Gesunde Moore haben ein außergewöhnliches Potenzial, CO2 aus der Atmosphäre zu binden und zu speichern. Sie gelten als eine der wichtigsten Kohlenstoffsenken der Erde. In Europa speichern diese Ökosysteme fünfmal mehr CO2 als Wälder. Doch der Druck auf die Feuchtgebiete könnte dazu führen, dass sie kippen und CO2 freisetzen, statt es zu speichern.
Andere Moore im Berliner Gebiet lassen sich mit weniger Aufwand erhalten. "Bei der Krummen Laake und der Kleinen Pelzlaake im östlich gelegenen Müggelheim sind wir einen anderen Weg gegangen. Wir haben Gehölze entfernt und die oberste Torfschicht, die schon vererdet war, entnommen", sagt Holger Brandt von der Obersten Naturschutzbehörde. Das habe geholfen, um wieder einen guten Zustand zu erreichen.
Tierarten kehren nicht zurück
Während die Wasserbetriebe und die Senatsverwaltung optimistisch sind, dass die künstliche Beregnung dem Moor und den dort vorkommenden Pflanzen wie Sonnentau, Fieberklee oder Gräsern wie der Faden-Segge helfen wird, ist das bei den dort typischerweise heimischen Tierarten ungewiss.

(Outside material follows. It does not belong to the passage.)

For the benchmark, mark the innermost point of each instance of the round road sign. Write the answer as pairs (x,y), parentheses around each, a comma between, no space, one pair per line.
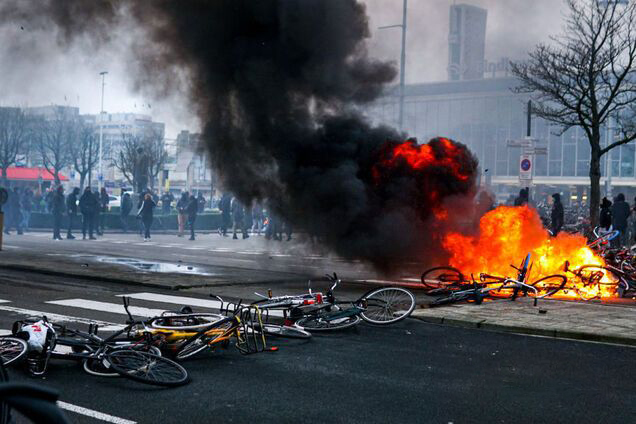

"Kesselmoore wie der Barssee sind Reliktstandorte", sagt Martina Wagner, die bei der Obersten Naturschutzbehörde Berlins für die FFH-Gebiete zuständig ist.
Zwischen 1990 und 1995 hatte die Stadt eine umfassende Beobachtung im Barssee durchgeführt. "Da konnten wir zum Teil noch Reste dieser Eiszeitpopulationen nachweisen, von denen inzwischen einige verschwunden sind", sagt Wagner. Wenn diese Moore über einen längeren Zeitraum austrocknen, verschwinden die typischen Tierarten wie Spinnen, Laufkäfer und Springschwänze gänzlich.
"Sie kommen auch nicht wieder, weil sie nicht sehr ausbreitungsstark sind. Wir hoffen aber, dass geringe Populationen erhalten geblieben sind, die sich künftig wieder stärker ausbreiten", sagt Wagner. Die Regeneration der Fauna sei deutlich schwieriger als die der Vegetation.